2. Rasgos del culto popular a María Los historiadores señalan el sustrato precristianofemenino de la devoción a María. No cabe duda de la importancia que tuvieron las diosas-madres mediterráneas o la «gran madre», que posee todos los rasgos de lo primigeniamente femenino. Recordemos que la diosa heleno-romana Isis era enormemente venerada en toda la cuenca del Mediterráneo cuando se difundió el cristianismo. Al parecer, las diosas de la fecundidad tuvieron gran relieve en la población hispana. Como ha señalado L. Boff, María es «el rostro materno» divino o la «revelación de la femineidad maternal de Dios».

El culto popular a la Virgen ha sido siempre festivo. Transcurre en las grandes fiestas, dos de cuyas «solemnidades» oficiales (la Inmaculada y la Asunción) son más populares -quizá por ser festivas- que las otras dos (Maternidad y Anunciación). Añádase para cada región la patrona del lugar, venerada de ordinario en un santuario especial, al que se acude una o varias veces al año en peregrinación. La Virgen aparece aquí como protectora a la que se invoca; como madre bellísima y poderosa, dispuesta a repartir favores.
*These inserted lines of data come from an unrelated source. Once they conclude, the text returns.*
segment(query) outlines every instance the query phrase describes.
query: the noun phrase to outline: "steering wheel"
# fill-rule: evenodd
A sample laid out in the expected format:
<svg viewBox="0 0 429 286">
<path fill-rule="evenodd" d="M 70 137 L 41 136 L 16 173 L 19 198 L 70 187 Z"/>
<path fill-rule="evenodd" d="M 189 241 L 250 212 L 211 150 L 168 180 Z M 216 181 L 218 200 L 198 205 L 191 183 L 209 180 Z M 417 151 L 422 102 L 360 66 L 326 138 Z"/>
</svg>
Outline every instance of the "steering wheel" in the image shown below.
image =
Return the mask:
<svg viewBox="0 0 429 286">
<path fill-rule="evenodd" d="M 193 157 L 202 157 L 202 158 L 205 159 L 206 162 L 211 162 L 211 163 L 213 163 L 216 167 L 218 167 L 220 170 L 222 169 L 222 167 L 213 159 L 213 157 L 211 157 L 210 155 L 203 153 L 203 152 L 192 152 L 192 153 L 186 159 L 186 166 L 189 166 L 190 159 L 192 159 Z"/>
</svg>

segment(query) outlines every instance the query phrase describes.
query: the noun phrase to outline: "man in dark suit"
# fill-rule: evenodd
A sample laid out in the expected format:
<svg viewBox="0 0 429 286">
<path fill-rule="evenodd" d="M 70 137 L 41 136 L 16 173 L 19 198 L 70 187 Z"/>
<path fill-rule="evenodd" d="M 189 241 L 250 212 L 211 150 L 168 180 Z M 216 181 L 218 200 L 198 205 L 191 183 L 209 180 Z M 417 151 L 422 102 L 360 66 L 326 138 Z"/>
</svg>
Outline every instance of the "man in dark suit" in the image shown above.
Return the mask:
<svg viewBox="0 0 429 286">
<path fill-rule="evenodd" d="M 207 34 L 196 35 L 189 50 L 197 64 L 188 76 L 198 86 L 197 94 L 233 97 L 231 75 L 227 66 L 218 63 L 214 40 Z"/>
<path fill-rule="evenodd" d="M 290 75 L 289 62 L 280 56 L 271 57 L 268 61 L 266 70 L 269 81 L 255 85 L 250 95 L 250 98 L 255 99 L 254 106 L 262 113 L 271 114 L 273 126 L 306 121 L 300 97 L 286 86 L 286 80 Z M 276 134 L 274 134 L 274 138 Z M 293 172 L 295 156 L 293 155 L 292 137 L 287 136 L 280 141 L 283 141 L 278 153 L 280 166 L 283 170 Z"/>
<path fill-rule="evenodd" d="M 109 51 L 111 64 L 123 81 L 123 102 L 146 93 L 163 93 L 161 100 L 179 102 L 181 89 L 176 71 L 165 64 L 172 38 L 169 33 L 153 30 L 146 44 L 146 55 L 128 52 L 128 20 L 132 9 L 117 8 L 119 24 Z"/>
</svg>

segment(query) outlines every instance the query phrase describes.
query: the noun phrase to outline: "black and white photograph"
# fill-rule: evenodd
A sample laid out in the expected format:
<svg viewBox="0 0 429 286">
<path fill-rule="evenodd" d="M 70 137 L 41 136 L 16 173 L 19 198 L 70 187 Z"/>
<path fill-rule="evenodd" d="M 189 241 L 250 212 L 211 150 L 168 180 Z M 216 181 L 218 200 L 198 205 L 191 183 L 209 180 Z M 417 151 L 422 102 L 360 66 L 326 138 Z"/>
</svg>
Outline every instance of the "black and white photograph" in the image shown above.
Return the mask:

Los «exvotos» de las ermitas y santuarios marianos indican la relación filial del pueblo creyente con María. Lo central es la visita personal o familiar a la Virgen, a la que se ofrece a los neófitos en la pila bautismal, y en el «camarín» los niños de tierna edad.

En realidad, el culto popular a María no es litúrgico, sino devocional. Estrictamente hablando, le corresponde a la madre de Dios una veneración religiosa especial (culto de «hiperdulía»), distinta de la adoración (culto de «latría»), que sólo se debe a Dios. Pero el pueblo no distingue uno y otro cultos, y adora a la Virgen por medio de unas determinadas acciones simbólicas y manifestaciones grupales, a través de una devoción ritualista, familiar y sentimental, con la intención de lograr favores. Signo generalizado hasta hoy de esta actitud es la medalla de la Virgen o el «escapulario» como escudo protector. Formas devocionales marianas del pueblo han sido, por ejemplo, los triduos, novenas y meses (mayo y octubre) en honor de la Virgen, bajo una advocación concreta. Devociones a María por antonomasia son el rosario y el ángelus.

Tres son, sobre todo, los modelos marianos populares. En primer lugar, las tallas más antiguas, tanto románicas como góticas, muestran a María como la Madre de Jesús con el niño en los brazos. Es el emparejamiento de lo masculino y lo femenino en el culto dado a Dios. De hecho, una de las primeras formas de devoción piadosa que perciben los niños en el seno de las familias católicas es el «belén» navideño, reducido muchas veces al «misterio» del nacimiento. Y la expresión devocional de la Navidad se articula básicamente en torno a los villancicos. En segundo lugar, la Dolorosa, o «Soledad» -imagen que cierra el cortejo de las procesiones de Semana Santa-, representa el sufrimiento de la humanidad, especialmente el infligido a causa de las injusticias que se comenten frecuentemente con el pueblo en su condición de gente sencilla, pobre, ignorante y desposeída. Dolorosa es por antonomasia la mujer viuda a la que matan injustamente a su hijo único. Téngase en cuenta que el pueblo ha seguido el relato de la Pasión a través de las procesiones y del «sermón de las siete palabras», más que por su participación, más bien escasa, en las celebraciones litúrgicas de la Semana Santa. Y este recuerdo de las palabras de Jesús en la cruz a María y a Juan se plasma en la figura de la Virgen enlutada y dolorida.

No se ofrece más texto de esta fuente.